C’è chi arriva con il sorriso (magari
imponendoselo con fatica), chi con il peso della propria
disperazione, chi schiacciato dalla rassegnazione, chi,
ancora, con la propria rabbia, verso tutto e verso tutti.
Tutte reazioni profondamente umane, e tutte
comprensibili, se si considera cosa conduce lì (cioè qui).
Tutti sentimenti che coinvolgono colui che
accoglie e che rischiano di travolgerlo.
E se essere travolti da un sorriso è in qualche
modo piacevole, pur non essendo affatto facile ricambiarlo,
fare i conti con la disperazione, con la rassegnazione o con la rabbia
dell’altro è gesto che richiede profonda umanità.

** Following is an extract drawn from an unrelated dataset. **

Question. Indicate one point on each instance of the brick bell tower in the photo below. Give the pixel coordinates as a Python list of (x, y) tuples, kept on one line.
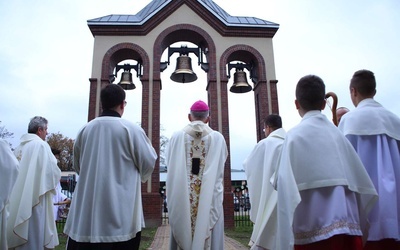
[(222, 39)]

Una risposta, una difesa potrebbero essere il
distacco, la freddezza, la lontananza emotiva.
Nulla, qui, di più lontano dal vero.
Noi possiamo confermare che in particolare, ma non
solo, all’ambulatorio prelievi dell’Ist tutti, ma proprio tutti, ricevono
– ad un tempo – la stessa accoglienza ed un’accoglienza sempre diversa, sempre
su misura.
Un’accoglienza che è accompagnamento empatico in un
percorso terapeutico che diventa partecipato, condiviso.
Da subito, la prima volta, qualche domanda, una
battuta,
poi una incredibile “memoria” di te.
Spesso nemmeno ti ricordi di
aver parlato di quei fatti, di quelle tue passioni o
di quelle tue debolezze,
e comunque mai ti saresti
immaginato che quel che hai detto nel tempo di un prelievo fosse
davvero condiviso (non solo ricordato).
Pensavi fossero chiacchiere di maniera.
Forse perfino, la prima volta, ti sei chiesto perché si
interessassero di te (non basta il mio braccio?l’ho portato apposta!) o
magari perché fingessero di farlo.
Ed ecco, invece, che, spesso già al secondo
prelievo, si crea la magia dell’ascolto, dello scambio, dell’empatia.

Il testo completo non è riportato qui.